Mega International Commercial Bank said it would decide on first lady Chow Mei-ching’s (周美青) retirement application on June 5 at the latest.
Speculation on whether Chow would continue to work has been a popular subject of debate. Chow finally applied for retirement on May 19, the day before President Ma Ying-jeou (馬英九) was inaugurated.
Presidential Office spokesman Wang Yu-chi (王郁琦) said Chow applied for retirement at the bank where she serves as a director of the department of legal affairs to devote more time to volunteer work and public service and avoid “creating problems” for the bank.
Wang said that the bank had earlier offered a more generous retirement package to encourage its staff to retire, but Chow didn’t apply at the time because she didn’t want others to think that the package was created for her.
Simon Dzeng (曾垂紀), a bank vice president, said that the deadline for the retirement package was May 16, and Chow didn’t apply for retirement until May 19.
The bank has yet to decide whether to accept her application. A Mega Bank official said on Friday that Chow meets the conditions for retirement, but it would take time to process her application. The official added that a decision would be made at the latest at the June 5 meeting of the board of directors.
As she is a ranking official in the bank, the board chairman and the president would carefully review the application to decide whether to approve it or ask her to stay on, the bank said.

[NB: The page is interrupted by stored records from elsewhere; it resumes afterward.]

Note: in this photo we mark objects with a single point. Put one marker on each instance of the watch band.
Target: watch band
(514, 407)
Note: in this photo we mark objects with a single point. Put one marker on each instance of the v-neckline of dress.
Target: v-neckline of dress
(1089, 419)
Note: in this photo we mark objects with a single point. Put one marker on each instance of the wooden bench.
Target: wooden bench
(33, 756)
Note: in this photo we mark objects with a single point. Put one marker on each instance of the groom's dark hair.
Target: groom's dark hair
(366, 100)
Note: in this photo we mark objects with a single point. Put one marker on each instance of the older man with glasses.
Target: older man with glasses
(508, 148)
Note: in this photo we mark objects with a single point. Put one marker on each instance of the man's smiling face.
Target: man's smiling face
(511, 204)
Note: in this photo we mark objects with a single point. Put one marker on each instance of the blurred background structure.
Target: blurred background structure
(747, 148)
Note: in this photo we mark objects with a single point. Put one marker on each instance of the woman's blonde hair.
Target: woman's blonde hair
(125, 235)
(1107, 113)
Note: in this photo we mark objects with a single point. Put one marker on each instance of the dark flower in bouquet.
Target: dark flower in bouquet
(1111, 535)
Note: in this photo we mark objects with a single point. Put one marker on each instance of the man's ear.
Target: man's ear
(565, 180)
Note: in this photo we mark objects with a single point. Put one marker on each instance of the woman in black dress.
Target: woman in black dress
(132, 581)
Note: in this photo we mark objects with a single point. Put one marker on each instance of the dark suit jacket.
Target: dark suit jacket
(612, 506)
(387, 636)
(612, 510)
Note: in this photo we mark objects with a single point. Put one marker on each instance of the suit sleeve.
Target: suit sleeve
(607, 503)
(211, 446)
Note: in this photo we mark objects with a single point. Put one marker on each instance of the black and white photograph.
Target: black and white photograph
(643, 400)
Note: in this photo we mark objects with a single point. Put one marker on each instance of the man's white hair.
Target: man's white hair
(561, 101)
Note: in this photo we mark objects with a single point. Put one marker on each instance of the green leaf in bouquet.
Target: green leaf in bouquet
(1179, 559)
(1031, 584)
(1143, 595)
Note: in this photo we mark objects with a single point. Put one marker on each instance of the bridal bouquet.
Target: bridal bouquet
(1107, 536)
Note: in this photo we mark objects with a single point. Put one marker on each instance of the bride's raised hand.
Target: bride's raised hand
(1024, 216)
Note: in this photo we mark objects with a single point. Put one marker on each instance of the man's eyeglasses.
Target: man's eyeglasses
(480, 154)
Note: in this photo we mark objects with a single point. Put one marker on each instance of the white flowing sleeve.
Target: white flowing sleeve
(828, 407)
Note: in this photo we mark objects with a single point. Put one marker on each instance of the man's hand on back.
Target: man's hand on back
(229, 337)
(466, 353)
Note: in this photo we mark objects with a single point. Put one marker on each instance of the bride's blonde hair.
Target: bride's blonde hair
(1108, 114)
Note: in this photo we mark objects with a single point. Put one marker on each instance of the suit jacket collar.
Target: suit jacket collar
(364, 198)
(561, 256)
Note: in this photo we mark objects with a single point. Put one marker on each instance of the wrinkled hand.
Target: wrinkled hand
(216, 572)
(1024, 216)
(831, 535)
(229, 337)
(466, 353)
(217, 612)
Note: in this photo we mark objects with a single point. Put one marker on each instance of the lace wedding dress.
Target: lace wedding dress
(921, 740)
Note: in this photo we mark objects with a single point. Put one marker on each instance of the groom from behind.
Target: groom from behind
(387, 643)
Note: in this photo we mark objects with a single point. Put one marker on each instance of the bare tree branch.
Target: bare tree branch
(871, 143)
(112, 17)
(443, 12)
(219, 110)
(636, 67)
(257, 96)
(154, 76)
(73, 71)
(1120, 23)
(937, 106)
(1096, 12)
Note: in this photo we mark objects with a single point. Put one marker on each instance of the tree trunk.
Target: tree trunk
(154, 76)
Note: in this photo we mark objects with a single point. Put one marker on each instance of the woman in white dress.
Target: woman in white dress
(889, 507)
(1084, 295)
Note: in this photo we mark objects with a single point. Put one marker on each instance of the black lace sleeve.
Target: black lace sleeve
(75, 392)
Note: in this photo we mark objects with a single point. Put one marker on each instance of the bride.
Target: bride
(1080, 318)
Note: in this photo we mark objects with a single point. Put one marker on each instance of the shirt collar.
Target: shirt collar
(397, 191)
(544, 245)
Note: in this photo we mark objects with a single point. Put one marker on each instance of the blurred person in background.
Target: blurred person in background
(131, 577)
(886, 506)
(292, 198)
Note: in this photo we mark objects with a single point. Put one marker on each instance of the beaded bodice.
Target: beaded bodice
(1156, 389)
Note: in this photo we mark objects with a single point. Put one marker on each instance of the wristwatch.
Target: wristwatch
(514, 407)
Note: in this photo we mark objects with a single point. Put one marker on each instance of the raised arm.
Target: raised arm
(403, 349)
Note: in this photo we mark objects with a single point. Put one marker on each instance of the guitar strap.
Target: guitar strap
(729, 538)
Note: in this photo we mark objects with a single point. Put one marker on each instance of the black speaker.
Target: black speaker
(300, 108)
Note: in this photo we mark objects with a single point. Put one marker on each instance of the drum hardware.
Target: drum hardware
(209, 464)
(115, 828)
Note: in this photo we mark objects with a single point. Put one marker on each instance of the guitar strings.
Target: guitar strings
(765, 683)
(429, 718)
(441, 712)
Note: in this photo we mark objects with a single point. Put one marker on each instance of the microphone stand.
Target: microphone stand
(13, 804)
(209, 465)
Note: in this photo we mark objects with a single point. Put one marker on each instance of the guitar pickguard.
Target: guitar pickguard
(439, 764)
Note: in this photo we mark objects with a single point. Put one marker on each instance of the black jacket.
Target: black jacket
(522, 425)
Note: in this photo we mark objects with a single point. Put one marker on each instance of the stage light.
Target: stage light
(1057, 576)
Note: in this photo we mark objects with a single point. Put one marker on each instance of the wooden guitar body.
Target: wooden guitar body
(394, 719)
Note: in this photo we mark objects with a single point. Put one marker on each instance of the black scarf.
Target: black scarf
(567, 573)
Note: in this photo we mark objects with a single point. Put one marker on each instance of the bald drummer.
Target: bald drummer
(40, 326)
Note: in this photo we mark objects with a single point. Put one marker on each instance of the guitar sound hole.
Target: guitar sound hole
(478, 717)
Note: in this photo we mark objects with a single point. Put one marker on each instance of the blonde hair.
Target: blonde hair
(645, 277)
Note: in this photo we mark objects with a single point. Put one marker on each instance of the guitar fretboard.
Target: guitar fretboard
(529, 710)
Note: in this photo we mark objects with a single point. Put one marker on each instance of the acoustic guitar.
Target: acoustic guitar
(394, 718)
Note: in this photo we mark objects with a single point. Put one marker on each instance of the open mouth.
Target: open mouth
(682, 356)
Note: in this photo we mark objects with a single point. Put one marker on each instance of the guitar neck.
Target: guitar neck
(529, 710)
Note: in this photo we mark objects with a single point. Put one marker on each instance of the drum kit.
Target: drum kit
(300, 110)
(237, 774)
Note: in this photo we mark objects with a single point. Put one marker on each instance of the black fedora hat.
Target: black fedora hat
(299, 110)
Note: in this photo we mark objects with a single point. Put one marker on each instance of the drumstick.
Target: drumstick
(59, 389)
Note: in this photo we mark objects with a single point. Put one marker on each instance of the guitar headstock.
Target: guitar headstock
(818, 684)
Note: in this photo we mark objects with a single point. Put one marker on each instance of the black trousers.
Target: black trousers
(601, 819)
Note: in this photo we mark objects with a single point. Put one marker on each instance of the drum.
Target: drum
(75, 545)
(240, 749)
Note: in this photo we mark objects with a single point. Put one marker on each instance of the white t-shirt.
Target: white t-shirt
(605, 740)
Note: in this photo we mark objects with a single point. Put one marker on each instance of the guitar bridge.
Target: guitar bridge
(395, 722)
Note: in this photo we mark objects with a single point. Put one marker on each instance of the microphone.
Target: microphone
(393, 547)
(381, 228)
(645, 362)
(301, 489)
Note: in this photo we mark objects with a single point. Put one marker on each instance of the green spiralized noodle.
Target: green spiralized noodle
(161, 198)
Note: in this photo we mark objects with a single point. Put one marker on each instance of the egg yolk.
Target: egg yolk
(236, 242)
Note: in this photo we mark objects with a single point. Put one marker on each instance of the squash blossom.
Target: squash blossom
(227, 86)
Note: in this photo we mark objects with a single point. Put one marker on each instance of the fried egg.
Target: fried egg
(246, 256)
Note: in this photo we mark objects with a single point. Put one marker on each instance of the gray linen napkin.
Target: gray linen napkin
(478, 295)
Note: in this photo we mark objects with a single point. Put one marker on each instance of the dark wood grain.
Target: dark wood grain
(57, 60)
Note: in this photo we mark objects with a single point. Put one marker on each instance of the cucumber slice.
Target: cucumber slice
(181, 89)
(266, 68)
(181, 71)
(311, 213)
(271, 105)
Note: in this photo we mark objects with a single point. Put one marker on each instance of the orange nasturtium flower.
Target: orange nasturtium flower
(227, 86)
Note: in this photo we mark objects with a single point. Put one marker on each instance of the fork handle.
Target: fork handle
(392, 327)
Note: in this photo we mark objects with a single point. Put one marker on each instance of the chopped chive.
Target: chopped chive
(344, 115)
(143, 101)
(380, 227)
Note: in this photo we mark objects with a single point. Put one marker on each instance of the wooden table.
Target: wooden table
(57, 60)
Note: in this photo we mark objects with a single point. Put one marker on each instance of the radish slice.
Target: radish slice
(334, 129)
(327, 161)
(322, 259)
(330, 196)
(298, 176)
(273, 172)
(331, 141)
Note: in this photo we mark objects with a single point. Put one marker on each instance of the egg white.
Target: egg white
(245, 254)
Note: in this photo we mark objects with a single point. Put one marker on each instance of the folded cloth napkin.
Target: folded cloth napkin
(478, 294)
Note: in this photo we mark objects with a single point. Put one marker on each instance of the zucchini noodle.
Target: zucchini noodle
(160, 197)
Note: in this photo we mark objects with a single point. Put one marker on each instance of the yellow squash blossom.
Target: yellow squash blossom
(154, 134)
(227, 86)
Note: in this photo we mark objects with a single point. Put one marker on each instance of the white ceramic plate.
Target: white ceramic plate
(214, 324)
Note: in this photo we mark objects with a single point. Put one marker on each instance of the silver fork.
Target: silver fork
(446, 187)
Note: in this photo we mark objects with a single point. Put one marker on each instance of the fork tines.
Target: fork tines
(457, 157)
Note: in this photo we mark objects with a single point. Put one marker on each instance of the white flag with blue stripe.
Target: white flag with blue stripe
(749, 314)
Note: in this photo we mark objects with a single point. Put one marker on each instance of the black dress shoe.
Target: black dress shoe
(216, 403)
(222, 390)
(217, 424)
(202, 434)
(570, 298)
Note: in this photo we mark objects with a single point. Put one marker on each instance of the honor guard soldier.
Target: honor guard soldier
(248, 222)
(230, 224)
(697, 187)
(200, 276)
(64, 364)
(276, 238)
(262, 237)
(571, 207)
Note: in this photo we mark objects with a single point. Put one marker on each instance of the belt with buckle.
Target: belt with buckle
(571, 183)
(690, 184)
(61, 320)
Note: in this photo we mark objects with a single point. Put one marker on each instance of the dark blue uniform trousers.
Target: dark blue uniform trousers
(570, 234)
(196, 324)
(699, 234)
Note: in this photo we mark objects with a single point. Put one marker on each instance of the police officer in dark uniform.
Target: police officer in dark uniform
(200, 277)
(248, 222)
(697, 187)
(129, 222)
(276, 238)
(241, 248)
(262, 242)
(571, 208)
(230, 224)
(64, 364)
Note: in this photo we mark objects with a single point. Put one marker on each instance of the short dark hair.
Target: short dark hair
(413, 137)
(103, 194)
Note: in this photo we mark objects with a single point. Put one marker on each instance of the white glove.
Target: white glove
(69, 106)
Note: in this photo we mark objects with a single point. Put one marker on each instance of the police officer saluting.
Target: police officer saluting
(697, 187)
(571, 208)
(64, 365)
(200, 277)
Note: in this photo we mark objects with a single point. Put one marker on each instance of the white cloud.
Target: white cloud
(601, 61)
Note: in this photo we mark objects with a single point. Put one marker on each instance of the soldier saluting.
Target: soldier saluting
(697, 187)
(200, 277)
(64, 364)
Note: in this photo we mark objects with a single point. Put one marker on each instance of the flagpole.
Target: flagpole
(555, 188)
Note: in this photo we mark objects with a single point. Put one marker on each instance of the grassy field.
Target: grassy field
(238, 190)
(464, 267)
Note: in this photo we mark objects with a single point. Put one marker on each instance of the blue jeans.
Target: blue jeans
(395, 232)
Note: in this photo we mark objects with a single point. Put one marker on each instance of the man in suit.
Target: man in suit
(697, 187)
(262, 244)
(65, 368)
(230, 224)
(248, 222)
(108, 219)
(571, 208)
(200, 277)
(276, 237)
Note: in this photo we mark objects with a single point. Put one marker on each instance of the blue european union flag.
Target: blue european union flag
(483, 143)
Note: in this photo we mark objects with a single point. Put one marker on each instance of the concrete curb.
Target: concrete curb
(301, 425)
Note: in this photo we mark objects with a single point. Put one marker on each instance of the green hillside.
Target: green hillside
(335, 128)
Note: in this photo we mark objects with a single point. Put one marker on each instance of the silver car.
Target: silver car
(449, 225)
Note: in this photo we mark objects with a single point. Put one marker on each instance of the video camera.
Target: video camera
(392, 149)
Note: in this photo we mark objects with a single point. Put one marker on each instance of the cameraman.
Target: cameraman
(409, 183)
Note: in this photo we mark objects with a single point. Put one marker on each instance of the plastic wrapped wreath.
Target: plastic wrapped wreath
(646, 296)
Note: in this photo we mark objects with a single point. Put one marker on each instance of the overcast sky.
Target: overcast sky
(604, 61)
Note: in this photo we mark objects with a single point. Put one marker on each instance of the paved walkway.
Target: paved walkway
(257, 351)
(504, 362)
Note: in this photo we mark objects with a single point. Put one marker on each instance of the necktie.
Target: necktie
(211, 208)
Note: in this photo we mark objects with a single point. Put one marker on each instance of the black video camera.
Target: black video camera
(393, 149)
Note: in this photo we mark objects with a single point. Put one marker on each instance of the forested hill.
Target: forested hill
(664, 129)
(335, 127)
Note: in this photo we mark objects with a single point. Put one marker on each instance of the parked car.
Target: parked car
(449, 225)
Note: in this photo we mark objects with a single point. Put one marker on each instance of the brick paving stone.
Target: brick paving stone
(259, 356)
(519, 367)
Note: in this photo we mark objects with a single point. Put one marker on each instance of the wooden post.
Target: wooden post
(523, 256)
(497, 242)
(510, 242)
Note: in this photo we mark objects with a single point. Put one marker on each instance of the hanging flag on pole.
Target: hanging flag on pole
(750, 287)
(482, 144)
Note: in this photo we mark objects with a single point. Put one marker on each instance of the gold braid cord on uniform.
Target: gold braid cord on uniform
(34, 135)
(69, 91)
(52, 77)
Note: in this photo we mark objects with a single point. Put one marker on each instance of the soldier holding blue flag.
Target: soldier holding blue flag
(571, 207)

Whether Chow should continue to work has become an issue since Ma won the presidential election. Chow said at the time that she hoped to continue working at the bank, where she has been employed for 27 years.
The Democratic Progressive Party (DPP) has urged Mega Bank to expedite approval of Chow’s application for retirement.
DPP caucus whip Ker Chien-ming (柯建銘) said that public opinion polls indicated that Chow should resign from her post, noting that she has clung to her job for too long.
“This shows President Ma has a weak character, which is why he has failed to deal with family matters resolutely,” Ker said, questioning “how Ma will be able to tackle the complicated task of ruling a nation.”
Taiwan is a democratic country where workers’ rights are protected, DPP Chairwoman Tsai Ing-wen (蔡英文) said.
However, there are conflicts of interest in politics, and Chow has to “choose between what the public expects of her and her career,” Tsai added.